In the first line of Learner.predict's source code:
batch = self.data.one_item(item)
This translates to
x = open_image(f)
batch = framing.data.one_item(x)
batch[0].shape
batch[0]
Output:
torch.Size([1, 3, 224, 224])
tensor([[[[-1.9723, -1.3375, -1.2788, ..., -1.1223, -1.2103, -1.4843],
[-1.9723, -1.3375, -1.2788, ..., -1.1150, -1.2103, -1.4357],
[-1.9723, -1.3375, -1.2788, ..., -1.1034, -1.2103, -1.4373],
...,
[-1.9722, -1.1860, -1.1060, ..., -1.8340, -1.8476, -1.9638],
[-1.9524, -1.2139, -1.0834, ..., -1.8341, -1.8476, -1.9638],
[-2.0023, -1.0501, -1.1437, ..., -1.8525, -1.8268, -1.9467]],
[[-1.9394, -1.4254, -1.4580, ..., -1.4055, -1.4329, -1.6243],
[-1.9394, -1.4254, -1.4580, ..., -1.3980, -1.4329, -1.5747],
[-1.9394, -1.4254, -1.4580, ..., -1.3861, -1.4329, -1.5762],
# .....
This itself is very different from the PyTorch Tensor:
x = PILImg.open(f).convert('RGB')
x = TTF.resize(x, (224,224))
x = TTF.to_tensor(x)
x = x.cuda().unsqueeze_(0)
x.shape
x
torch.Size([1, 3, 224, 224])
tensor([[[[0.1137, 0.1843, 0.1882, ..., 0.2353, 0.2157, 0.1882],
[0.1137, 0.1843, 0.1882, ..., 0.2392, 0.2157, 0.1922],
[0.1137, 0.1843, 0.1882, ..., 0.2431, 0.2157, 0.1922],
...,
[0.1294, 0.2235, 0.2275, ..., 0.0627, 0.0667, 0.0510],
[0.1294, 0.2235, 0.2275, ..., 0.0627, 0.0627, 0.0510],
[0.1333, 0.2314, 0.2275, ..., 0.0627, 0.0627, 0.0510]],
[[0.0902, 0.1333, 0.1294, ..., 0.1451, 0.1373, 0.1255],
[0.0902, 0.1333, 0.1294, ..., 0.1490, 0.1373, 0.1294],
[0.0902, 0.1333, 0.1294, ..., 0.1529, 0.1373, 0.1294],
2.
Inside the code for Learner.predict later, there’s a denormalising operation that’s happening which, if i understand correctly, is denormalising the image with imagenet_stats.
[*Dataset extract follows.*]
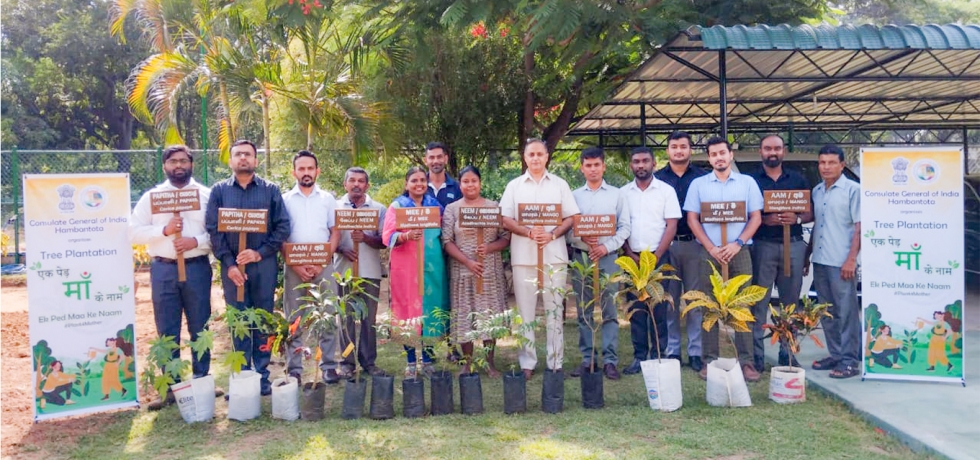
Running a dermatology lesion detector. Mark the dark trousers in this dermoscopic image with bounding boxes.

What I’m unable to replicate without fastai
I can’t reproduce what’s happening in batch = framing.data.one_item(x). From the source code, of DataBunch.one_item and DataBunch.one_batch the operation translates to:
x = open_image(f)
ds = framing.data.single_ds
with ds.set_item(Image(x)):
dl = framing.data.dl(DatasetType.Single)
w = dl.num_workers
dl.num_workers = 0
try: x,y = next(iter(dl))
finally: dl.num_workers = w
# ...
If I follow correctly, with ds.set_item(Image(x)) calls a context manager which in turn calls framing.data.processor (which is empty), but I’m simply unable to reproduce this.
Any help will be much appreciated!! Thank you.